The published tests under tests/Index/ double as worked examples:

tests/Index/Parser/PhpFileWalkerTest.php — golden tests for every symbol kind and every usage kind, including the deliberate non-linking of untyped instance calls.
tests/Index/Parser/YamlSpecWalkerTest.php — spec_endpoint/spec_entity extraction.
tests/Index/Query/QueryLayerTest.php — find-usages, implementers, extenders, callers, unused (with a true-positive dead-code fixture), impact, and orphans over a hand-seeded database.
tests/Index/Builder/IndexBuilderTest.php — full build, incremental skip-on-unchanged, and deletion handling over a real temp project.
tests/Index/Cli/CommandsTest.php — every command end-to-end, including exit codes and the --no-build bail.

Walkers and queries are deterministic and need no Container, so tests hand-build source strings or seed the storage directly and assert on the result.

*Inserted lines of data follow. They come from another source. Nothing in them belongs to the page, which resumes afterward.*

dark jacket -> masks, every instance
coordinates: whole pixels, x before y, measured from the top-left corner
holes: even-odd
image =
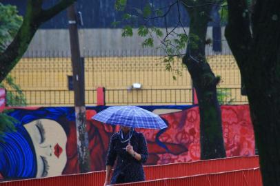
[[[142,133],[133,132],[130,145],[134,152],[141,154],[141,159],[137,161],[126,151],[128,142],[121,143],[121,135],[115,133],[111,136],[107,154],[106,165],[113,166],[117,158],[111,184],[145,180],[142,163],[148,158],[147,143]]]

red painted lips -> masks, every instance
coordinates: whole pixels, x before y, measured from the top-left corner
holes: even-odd
[[[62,148],[59,146],[58,143],[54,146],[54,155],[59,158],[60,154],[62,153]]]

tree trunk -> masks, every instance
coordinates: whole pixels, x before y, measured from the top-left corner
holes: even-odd
[[[212,6],[186,7],[190,17],[189,41],[183,63],[192,79],[197,91],[200,113],[201,158],[212,159],[226,156],[221,109],[217,97],[217,78],[205,55],[208,15]]]
[[[252,36],[246,1],[228,4],[226,37],[246,87],[263,185],[280,185],[280,1],[257,1]]]

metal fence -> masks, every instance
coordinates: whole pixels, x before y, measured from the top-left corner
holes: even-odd
[[[83,54],[87,105],[96,104],[96,88],[100,86],[106,90],[108,105],[193,103],[191,78],[181,59],[172,63],[174,70],[181,72],[174,81],[174,74],[166,70],[161,52],[147,56],[134,50],[100,51],[99,55],[99,52],[92,52]],[[73,92],[69,90],[72,65],[66,56],[62,52],[28,53],[13,69],[10,74],[21,86],[28,105],[74,104]],[[233,56],[220,54],[207,58],[214,73],[221,76],[218,85],[221,103],[247,103],[246,96],[241,95],[241,76]],[[141,84],[141,89],[128,90],[134,83]],[[17,103],[12,100],[11,105]]]
[[[240,88],[218,88],[220,104],[246,104],[246,96],[241,96]],[[12,100],[9,95],[12,93],[19,99]],[[22,94],[16,91],[8,91],[7,99],[10,106],[21,106],[26,103],[29,106],[72,106],[74,92],[68,90],[23,90]],[[97,91],[86,90],[86,105],[97,105]],[[105,103],[107,105],[191,105],[194,103],[193,92],[187,89],[108,89],[105,91]]]

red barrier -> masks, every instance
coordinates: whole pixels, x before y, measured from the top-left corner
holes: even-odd
[[[259,168],[256,168],[114,185],[261,186],[262,183]]]
[[[146,180],[175,178],[259,167],[259,156],[239,156],[145,167]]]
[[[145,172],[146,175],[146,180],[155,180],[155,179],[163,179],[165,178],[178,178],[182,176],[189,176],[188,178],[180,178],[177,179],[164,179],[164,180],[168,181],[169,185],[175,185],[181,184],[181,183],[183,185],[186,185],[188,182],[192,183],[193,181],[197,182],[197,180],[199,180],[200,178],[196,178],[194,177],[190,177],[193,176],[195,175],[199,174],[211,174],[208,175],[209,178],[210,178],[211,175],[216,175],[213,174],[213,173],[219,173],[219,172],[226,172],[228,171],[232,170],[240,170],[240,169],[248,169],[252,168],[259,167],[259,156],[239,156],[239,157],[233,157],[233,158],[221,158],[221,159],[215,159],[215,160],[209,160],[209,161],[199,161],[195,162],[190,162],[190,163],[174,163],[174,164],[168,164],[168,165],[154,165],[154,166],[146,166],[144,167]],[[234,173],[232,173],[234,174]],[[232,175],[232,174],[230,174],[228,175]],[[240,174],[240,173],[238,173]],[[249,174],[249,173],[246,173]],[[259,173],[250,173],[250,175],[252,175],[252,176],[257,176],[256,179],[260,179],[261,181],[261,178],[259,176]],[[228,174],[221,174],[221,176],[217,176],[218,177],[221,177],[221,180],[226,183],[227,180],[232,179],[232,177],[227,177]],[[225,176],[226,175],[226,176]],[[259,175],[259,176],[258,176]],[[204,180],[205,176],[199,176],[199,177],[203,176],[201,179],[201,184],[203,183],[202,180]],[[206,176],[206,177],[207,177]],[[214,176],[215,178],[215,176]],[[258,177],[259,176],[259,177]],[[213,178],[213,183],[214,184],[212,185],[197,185],[199,184],[198,183],[194,183],[193,185],[191,183],[189,185],[226,185],[226,184],[221,184],[221,185],[217,185],[215,182],[216,178]],[[238,177],[237,177],[238,178]],[[237,179],[234,177],[234,180]],[[246,177],[247,178],[247,177]],[[55,185],[67,185],[67,186],[77,186],[77,185],[103,185],[105,178],[105,171],[100,171],[100,172],[94,172],[88,174],[74,174],[74,175],[67,175],[67,176],[61,176],[57,177],[50,177],[50,178],[39,178],[39,179],[30,179],[30,180],[20,180],[20,181],[11,181],[7,183],[0,183],[1,185],[3,186],[25,186],[25,185],[30,185],[30,186],[35,186],[35,185],[40,185],[40,186],[55,186]],[[181,180],[180,180],[181,179]],[[246,178],[247,179],[247,178]],[[235,180],[234,180],[235,181]],[[159,182],[159,185],[157,185],[157,182]],[[173,183],[174,182],[174,183]],[[141,184],[150,184],[150,182],[148,183],[141,183]],[[234,182],[235,183],[235,182]],[[241,184],[241,182],[240,182]],[[242,182],[243,183],[243,182]],[[137,183],[140,184],[140,183]],[[156,180],[155,184],[157,185],[163,185],[161,184],[162,183],[162,180]],[[201,184],[201,183],[199,183]]]

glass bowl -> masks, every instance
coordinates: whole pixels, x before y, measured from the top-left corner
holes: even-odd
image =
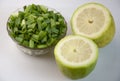
[[[47,6],[45,6],[47,7]],[[53,8],[50,8],[50,7],[47,7],[48,8],[48,11],[54,11],[55,13],[57,12],[55,9]],[[20,9],[17,9],[15,12],[13,13],[17,13],[18,11],[23,11],[23,8],[20,8]],[[59,13],[59,12],[57,12]],[[60,14],[60,13],[59,13]],[[9,17],[10,18],[10,17]],[[27,47],[27,46],[24,46],[22,44],[19,44],[18,41],[15,40],[15,38],[13,38],[10,33],[11,33],[11,29],[10,27],[8,26],[8,22],[9,22],[9,18],[8,18],[8,21],[7,21],[7,32],[8,32],[8,35],[10,36],[10,38],[16,43],[17,47],[19,50],[21,50],[22,52],[24,52],[25,54],[28,54],[28,55],[32,55],[32,56],[36,56],[36,55],[42,55],[42,54],[47,54],[49,52],[51,52],[53,49],[54,49],[54,46],[56,45],[56,43],[62,39],[65,35],[66,35],[66,32],[67,32],[67,23],[64,19],[64,23],[66,24],[66,31],[58,38],[57,42],[54,44],[54,45],[51,45],[51,46],[48,46],[48,47],[45,47],[45,48],[30,48],[30,47]]]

univeros/suggest — the sibling adviser. Suggest reasons over the runtime introspection surface (“what is wired, and what looks wrong?”); Index reasons over the source AST (“where is this used, and what does changing it touch?”). They are complementary: Suggest’s dead_binding is a runtime-graph heuristic, Index’s unused is a source-reference fact.
univeros/scaffold — Index parses its endpoint specs to produce the spec_endpoint/spec_entity usages that connect a YAML spec to the PHP it generates.
univeros/mcp — exposes the five read-only index tools so shell-less and remote agents share the refactor intelligence.
univeros/cli — the index:* commands are plain invokables registered through #[Command]; --format/--no-build are #[Option]s.

Limitations

AST-only resolution — no type inference. A method call or property access on an untyped variable ($x->handle()) is not linked to a declaring class; only $this->, self::, parent::, static::, and Class:: forms resolve. Deep type-flow analysis is PHPStan’s domain, deliberately out of scope.
unused lists candidates, not proven dead code. Framework entry points reached by dispatch the AST cannot see — an Action’s __invoke, a route handler, a public API method called only through an untyped variable — appear as unused. The count is large on a real codebase for exactly this reason; treat it as a starting list to review, gate CI with --strict only where you understand the false-positive surface.
Spec usages have no line number. The endpoint-spec AST carries no YAML line information, so spec_endpoint/spec_entity usages are recorded at line 0.
callers-of is shallow. It records direct call sites, not a transitive call graph — deep “who eventually reaches this?” analysis is intentionally excluded as too expensive for the value.
No watcher yet. The index rebuilds on demand (incrementally, before each query). A long-lived index:watch process that rebuilds on file change is a possible follow-up, not part of this package today.